The magic of the railways
By the late 18th century, the Madras Presidency was established. The Madras Railway Company opened a line on July 1, 1856, connecting Vyasarpady and Walajah Road (Arcot), a distance of just under 100 km. The establishment of rail links in the late 19th century transformed the city, connecting it to Bombay, Calcutta and Delhi.
A major international port already, the addition of railway lines allowed the city to expand its exports. Like in many other colonial towns, the location of the Central Station broadly divided the city into a cultural zone in the south and an industrial zone in the north. It is only in recent years, as Chennai has sprawled frenetically, that the legacy of this urban decision is gradually dissolving.
The emergence of the Theosophical Society at the end of the 19th century and Krishnamoorthy Foundation in 1928 revitalised the city's cultural roots, though in very different ways. In 1936, bharatanatyam dancer Rukmini Arundale started Kalakshetra – the sacred place of the arts – radically transforming its lineage.
In the early 20th century, Madras became the home of an exuberant film industry that has since produced phantasmic and magical figures like Marudhur Ramachandran, better known as MGR, Shivaji Ganesan, Rajnikanth, Kamal Haasan and several more. The first movie theatres in the city transposed a distant image of Art Deco, an eclectic design style emanating in Paris. In a certain sense, the cinemas captured the fervid aspirations of the residents of Madras. The surreal explorations of the grey zone of justice by the legendary director Mani Ratnam more recently evoke an unchartered threshold between popular cinema and the arts, most suitably decoded by Baradwaj Rangan in his book on the famed conjurer of imaginations.
From Madras to Chennai
In 1947, the city was made the capital of the Madras State. In 1969, the state was renamed Tamil Nadu. In the throes of early globalisation in August 1996, Madras was renamed Chennai. The link roads to Bengaluru to the east, Kolkata to the north, Nellore, Srirangam and Tanjore to the south and The Old Mahabalipuram Road emanating from the city centre have provided the city a blueprint for its growth trajectory. Industrial towns like Mahindra World City, Oragadam, and Sriperumbudur and high-rise apartments now mark the skyline of an erstwhile relaxed coastal town.
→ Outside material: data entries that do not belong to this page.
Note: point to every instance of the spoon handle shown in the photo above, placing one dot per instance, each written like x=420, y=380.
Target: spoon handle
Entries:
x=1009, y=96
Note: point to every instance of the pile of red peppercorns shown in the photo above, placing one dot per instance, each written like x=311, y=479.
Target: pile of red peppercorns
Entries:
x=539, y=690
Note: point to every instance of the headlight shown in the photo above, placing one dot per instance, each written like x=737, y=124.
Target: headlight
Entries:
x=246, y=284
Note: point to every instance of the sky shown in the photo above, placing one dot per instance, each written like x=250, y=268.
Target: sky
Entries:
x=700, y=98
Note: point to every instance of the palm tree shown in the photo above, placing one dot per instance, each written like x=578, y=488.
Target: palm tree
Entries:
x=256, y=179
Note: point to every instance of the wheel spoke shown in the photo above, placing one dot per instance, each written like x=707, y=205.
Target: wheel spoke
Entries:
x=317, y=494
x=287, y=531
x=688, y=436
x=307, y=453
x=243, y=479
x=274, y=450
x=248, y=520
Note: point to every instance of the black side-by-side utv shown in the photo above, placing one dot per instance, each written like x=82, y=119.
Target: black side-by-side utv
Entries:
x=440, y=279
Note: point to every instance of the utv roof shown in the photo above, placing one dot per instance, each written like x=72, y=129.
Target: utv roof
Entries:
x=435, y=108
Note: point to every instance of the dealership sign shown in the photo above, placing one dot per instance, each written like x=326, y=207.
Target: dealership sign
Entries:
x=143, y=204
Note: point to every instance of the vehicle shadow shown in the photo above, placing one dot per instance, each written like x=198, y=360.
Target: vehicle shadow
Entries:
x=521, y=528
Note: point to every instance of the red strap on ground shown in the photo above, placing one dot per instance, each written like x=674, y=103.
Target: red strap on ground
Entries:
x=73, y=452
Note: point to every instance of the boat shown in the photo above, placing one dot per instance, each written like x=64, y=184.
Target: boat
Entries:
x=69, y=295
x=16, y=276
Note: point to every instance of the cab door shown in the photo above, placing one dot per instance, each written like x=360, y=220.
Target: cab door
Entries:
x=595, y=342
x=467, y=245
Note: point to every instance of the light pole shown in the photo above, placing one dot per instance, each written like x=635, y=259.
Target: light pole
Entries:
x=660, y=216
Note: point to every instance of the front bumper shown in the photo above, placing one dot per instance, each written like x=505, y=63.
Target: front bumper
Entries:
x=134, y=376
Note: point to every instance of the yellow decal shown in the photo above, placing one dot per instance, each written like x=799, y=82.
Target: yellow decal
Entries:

The sudden spurt in land values in the last decade considerably transformed the landscape. The metropolis has now within its confines a large deer park that was once at the peripheries. The restoration of the Adyar estuary has brought back migratory birds and is regenerating its lost ecosystems. Like most growing agglomerates in South Asia, Chennai today is confronted by several challenges of growth, migration, groundwater, garbage, disparity, and environmental degradation.
We live in a time of constant change and challenges. In the euphoria of humungous development and slogans of progress, a pluralistic overlay of several cultures over 2,000 years sits patiently beneath the urban veneer. Chennai and its architects hope that this will form a solid substrate for its unfolding future. 375 years is too short a journey.